Politics Sociology Ethics
Politics, Sociology, Ethics. Politics is the science of the relationships between citizens and the state. Sociology is the study of human society in groups .families, communities, institutions. Ethics is the science of the moral nature of human character and conduct.
A course of action that may be indicated on economic grounds (a comparison of costs and benefits) may be judged unwise on political, sociological or ethical grounds. For example, Adam Smith in The Wealth of Nations declared: 'Defence is of much more importance than opulence'; protection for agriculture raises the price of food to home consumers but it may be regarded as an insurance premium in the event of a war cutting oft outside supplies; the Premium Bonds have stimulated saving in a period of inflation, but they may be considered immoral by giving official blessing to a form of gambling.
Economics is a behaviourist, not a normative, science: it is concerned not with what should be, but with what is, and why. It studies the behaviour of man in activities which find expression in the market, that is, in prices and values. The essence of economics is explanation of the phenomenon of value. But it is not concerned with value judgments with saying what should be. That is the province of politics or sociology or ethics. Politically or morally it may be desirable that all men shall be fully employed; ethically a school may be judged preferable to a cinema or a public house. These are value judgments with which economics is not concerned; its concern is only with the causes and repercussions of over-full or under employment, with the relative cost of building schools, cinemas and public houses.
Economics measures and compares values and costs as shown in the market, in so far as they reflect general consumer preferences. The economist can show which means of achieving given ends is the most 'economic', i.e. involves the least cost or sacrifice of other things; but he does not say, as an economist, that the most economic method should be adopted: economy is only one purpose of human conduct, and it may conflict with what is considered good or beautiful or true. But economics does help the best value judgments to be made, because it reveals the real relative cost of, say, preferring beauty to economy, or economy to security.
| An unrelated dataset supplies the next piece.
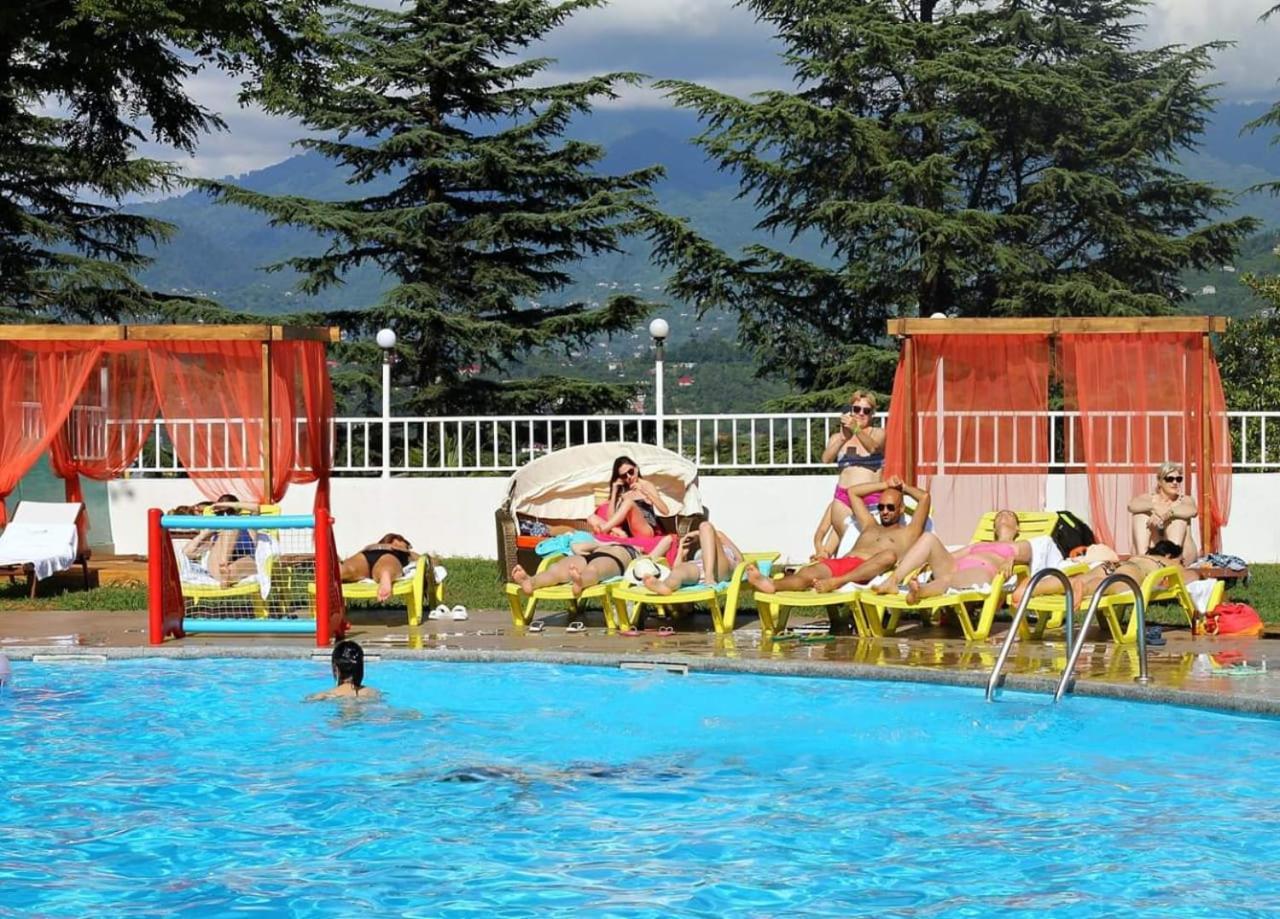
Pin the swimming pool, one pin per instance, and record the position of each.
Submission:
(206, 787)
The economist may have value judgments of his own, e.g. he may think it unwise to sacrifice cheap food in peacetime to the doubtful risk of war, but he has no authority in economics for his view, although his science may enable him to arrive at a more dispassionate and more informed judgment than some other people.
History. Economics as the study of mankind in business life has its counterpart in the economic history which describes the development of farming, manufacturing, transport, banking and so on. Economics as the science of the human disposal of scarce resources has its counterpart in the developments produced by scarcity down the ages. This approach to history studies, say, the inventions of the late eighteenth and early nineteenth century not as technical developments (this is the history of science), or for their effects on company structure (legal history), or the extension of the franchise (political history), but for theft effects on the supply of and the demand for the factors of production that went into their manufacture and the supply of and the demand for the goods and services they produced.